The US government recently unveiled charges against a Chinese national accused of hacking into approximately 81,000 Sophos firewall devices worldwide in 2020. Guan Tianfeng, also known as gbigmao and gxiaomao, faces charges of conspiracy to commit computer fraud and conspiracy to commit wire fraud. Additionally, Tianfeng is alleged to have developed and tested a zero-day security vulnerability, CVE-2020-12271, with a CVSS score of 9.8, a critical SQL injection flaw that could enable remote code execution.
A federal arrest warrant has been issued for Tianfeng in the US District Court, Northern District of Indiana, Hammond Division, as authorities believe he is currently residing in Sichuan Province, China. The US Department of State’s Rewards for Justice Program is offering a reward of up to $10 million for information on Tianfeng, his activities, and the offices he worked out of at Sichuan Silence Technology Company Ltd., along with any associates involved in malicious cyber activity.

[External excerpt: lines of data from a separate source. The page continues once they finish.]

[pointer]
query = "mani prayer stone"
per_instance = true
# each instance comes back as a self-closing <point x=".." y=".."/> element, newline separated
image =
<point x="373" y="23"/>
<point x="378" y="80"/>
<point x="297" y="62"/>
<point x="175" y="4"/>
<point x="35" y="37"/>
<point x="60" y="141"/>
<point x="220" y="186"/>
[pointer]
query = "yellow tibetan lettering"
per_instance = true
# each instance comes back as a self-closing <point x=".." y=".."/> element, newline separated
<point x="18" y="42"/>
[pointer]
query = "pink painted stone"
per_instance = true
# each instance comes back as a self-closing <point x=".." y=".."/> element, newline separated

“The defendant and his collaborators compromised tens of thousands of firewalls, putting at risk vital computer systems in the United States and globally,” remarked Assistant Attorney General for National Security Matthew Olsen in a press release. “The Department of Justice is committed to holding accountable those who contribute to the dangerous network of China-based entities that engage in widespread hacking activities on behalf of their patrons, undermining global cybersecurity.”
Citizens with tips or information on Tianfeng can contact the FBI through various channels such as WhatsApp, Signal, Telegram, or tips.fbi.gov. Such collaboration between law enforcement agencies and the public is crucial in combating cyber threats and safeguarding critical infrastructure. The case serves as a reminder of the ongoing challenges posed by cybercriminals and underscores the importance of international cooperation to address such threats effectively.

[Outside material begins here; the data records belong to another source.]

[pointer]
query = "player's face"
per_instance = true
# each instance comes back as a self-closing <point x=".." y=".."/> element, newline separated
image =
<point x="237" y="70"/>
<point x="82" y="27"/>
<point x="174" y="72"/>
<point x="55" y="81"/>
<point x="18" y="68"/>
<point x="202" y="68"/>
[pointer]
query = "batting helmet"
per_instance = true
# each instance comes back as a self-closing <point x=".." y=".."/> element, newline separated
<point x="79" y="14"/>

Cybersecurity experts emphasize the need for organizations to prioritize the security of their systems and regularly update their defenses to thwart potential breaches. Sophos, the target of the attack in this case, has likely enhanced its security measures to prevent similar incidents in the future. However, the evolving nature of cyber threats necessitates continuous vigilance and proactive measures to mitigate risks effectively.
The indictment of Guan Tianfeng sheds light on the persistent threat posed by malicious actors seeking to exploit vulnerabilities for personal gain or malicious intent. It underscores the critical role of law enforcement agencies in investigating and prosecuting such crimes to deter future attacks and protect individuals and businesses from cyber threats. By raising awareness about cybersecurity risks and encouraging collaboration among stakeholders, the global community can work together to enhance resilience against cyber attacks and ensure a secure digital environment for all.